Berlinale directors Mati Diop and Agnes Lisa Wegner engage in a discussion titled “Speaking Out: Film as a Culture of Memory,” focusing on the cinematic illumination of long-suppressed colonial crimes in Africa, using the voices of those impacted.

Meanwhile, documentary directors Oksana Karpovych and Roman Bondarchuk, along with Kyiv Critics’ Week co-curator Daria Badior, convene at the Forum to explore “Collecting Voices: Ukrainian Cinema Confronting the Unspeakable,” delving into the documenting of voices and the challenge of preserving creativity amidst times of conflict.

Martin Scorsese, awarded this year’s Honorary Golden Bear, is welcomed to Berlinale Talents’ by Joanna Hogg, who will be talking to the acclaimed director about his life’s work. Constantly exploring and relentlessly searching for the diversity of humanity also distinguishes director Tsai Ming-liang (Abiding Nowhere, Berlinale Special).

“Alternative Narratives: Art as Articulated by Tsai Ming-liang”, will be about his films, VR experiences and installations. This talk and the in-depth discussion with Abderrahmane Sissako (Black Tea, Competition), one of the world’s most renowned filmmakers from sub-Saharan Africa, will not be held in English and instead will be translated live in the auditorium for a greater linguistic diversity.

Audiences who want to delve deeper into the world of stories – whether true or fictional – can this year appreciate around 70 Berlinale films made with the involvement of Talents alumni. Many are invited to Berlinale Talents as guests, such as alumnae Nora Fingscheidt (The Outrun, Panorama), Nele Wohlatz (Sleep With Your Eyes Open, Encounters) and Meryam Joobeur (Who Do I Belong To, Competition), who will explore how they give their characters life in their writing process in “Words of Mouth: A Film Character’s Journey in Writing”.

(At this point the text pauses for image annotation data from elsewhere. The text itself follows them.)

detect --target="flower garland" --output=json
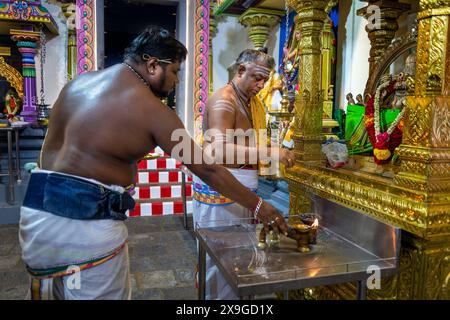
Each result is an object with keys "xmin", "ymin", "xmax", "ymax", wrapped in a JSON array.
[{"xmin": 365, "ymin": 76, "xmax": 406, "ymax": 164}]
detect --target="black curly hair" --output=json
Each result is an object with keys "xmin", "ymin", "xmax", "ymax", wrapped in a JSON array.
[{"xmin": 123, "ymin": 26, "xmax": 187, "ymax": 63}]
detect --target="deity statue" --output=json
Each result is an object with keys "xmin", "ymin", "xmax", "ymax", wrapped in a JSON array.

Prominent representatives of the US-independent cinema will shed light on role development with actors: the director brothers Nathan and David Zellner (Sasquatch Sunset, Berlinale Special) with a humorous lecture on the language of the Big Foot („Bros in the Woods: Learning to Talk with the Zellners“); Ira Sachs (Passages, Jury member for Generation) and Eliza Hittman (Never Rarely Sometimes Always, Jury member for the GWFF Award) from very personal perspectives about their work as directors in sensitive moments in “I Hear You: For a Language of Trust on Set”.

The Peaches’ and her costume and hair designer Charlie Le Mindu will be exploring body, clothing and everything in between in “Body Languages: Peaches, Hair and Her Costumes”. And the “Teddy Talents Talks: What’s Seen but not Said”, which are developing into a successful format of the queer Berlinale, will once again be visionary, this time with the participation of performance artist Bishop Black, among many others.

This year’s President of the International Jury, Lupita Nyong’o, belongs to the culturally most influential women in Africa and is also one of the most renowned actors in the world. For the Berlinale Talents audience, she and her colleagues will swap their cinema seats for the big stage for “Common Tongues: The International Jury”.